Alle Planeten zwischen Erde und Mond

Eine weitere Besonderheit der mittleren Erde-Mond-Distanz ist, dass dort alle anderen Planeten unseres Sonnensystems – bis auf gut 300 Kilometer – passen. Ohne Pluto, den die Internationale Astronomische Union 2006 zum Zwergplaneten eingestuft hatte, ergibt das eine Summe von 384.088 Kilometern.

Diese Entdeckungen sind nicht nur erstaunlich, sondern auch eine bemerkenswerte Übereinstimmung, die kaum zufällig sein kann. Die vielen Übereinstimmungen könnten bedeuten, dass es eine tiefere Ordnung im Universum gibt, die wir bisher nicht verstanden haben.
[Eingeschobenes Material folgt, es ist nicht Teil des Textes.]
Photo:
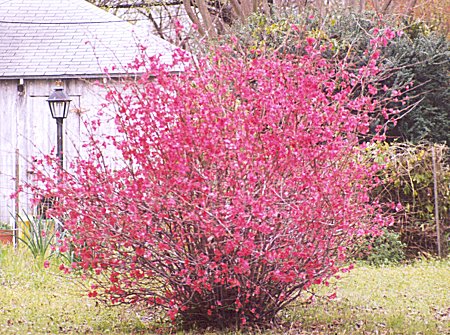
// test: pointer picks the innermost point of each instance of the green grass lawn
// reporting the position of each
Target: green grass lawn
(409, 299)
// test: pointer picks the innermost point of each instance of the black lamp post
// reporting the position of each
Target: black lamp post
(59, 103)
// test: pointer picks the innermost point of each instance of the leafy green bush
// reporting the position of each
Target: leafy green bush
(409, 181)
(382, 250)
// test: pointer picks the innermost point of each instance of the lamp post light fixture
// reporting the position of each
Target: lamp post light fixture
(59, 103)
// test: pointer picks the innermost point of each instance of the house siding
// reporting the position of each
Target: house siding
(27, 131)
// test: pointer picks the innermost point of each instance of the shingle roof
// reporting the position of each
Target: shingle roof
(66, 38)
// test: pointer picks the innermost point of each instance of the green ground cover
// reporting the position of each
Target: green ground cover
(406, 299)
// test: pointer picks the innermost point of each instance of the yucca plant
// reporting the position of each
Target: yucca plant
(38, 236)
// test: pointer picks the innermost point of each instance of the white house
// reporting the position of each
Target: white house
(42, 41)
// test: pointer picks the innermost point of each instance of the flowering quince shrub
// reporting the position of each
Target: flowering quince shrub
(239, 183)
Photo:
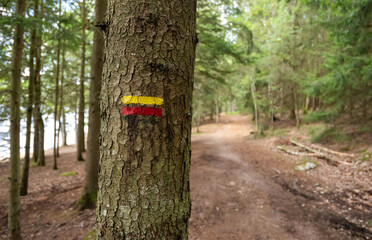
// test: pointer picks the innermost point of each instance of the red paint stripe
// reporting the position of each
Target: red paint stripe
(141, 111)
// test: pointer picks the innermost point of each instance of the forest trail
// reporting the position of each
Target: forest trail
(241, 189)
(239, 193)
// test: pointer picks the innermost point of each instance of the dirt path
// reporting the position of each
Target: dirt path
(241, 189)
(238, 193)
Es könnte auch bedeuten, dass es eine höhere Macht gibt, die diese Zahlen so angeordnet hat, wie wir sie heute sehen. Einige Wissenschaftler sind hingegen skeptisch und meinen, dass diese Ergebnisse eher ein Zufall als eine echte Entdeckung sind.

Die 108 in der traditionellen Astrologie

Dass die Entdeckung der 108 kein neues Phänomen ist, zeigt ein Blick in die traditionelle indische Astrologie. Dort gibt es eine Einteilung der Ekliptik in 27 lunare Sterngruppen – die sogenannte Nakshatra. Die einfache Übersetzung dafür lautet: „Stern, Mondhaus, Planetenkonstellation, die einem der Mondhäuser zugeordnet wird.“ Sie entsprechen ungefähr den Tagen des Mondmonats. Demnach geht der Mond jeden Tag in einem anderen Nakshatra auf.

Ein Nakshatra entspricht dabei einem halben Mondzyklus (Mondumrundung um die Erde). Alle 27 Nakshatras bilden demnach ein volles Jahr mit seinen 13,5 Mondzyklen ab. Jedes Nakshatra ist wiederum in vier Padas aufgeteilt, wobei ein Pada 1/8 Mondzyklus oder 3,5 Erdentagen entspricht. Ein Jahr hat somit 27 mal vier, also 108 Padas.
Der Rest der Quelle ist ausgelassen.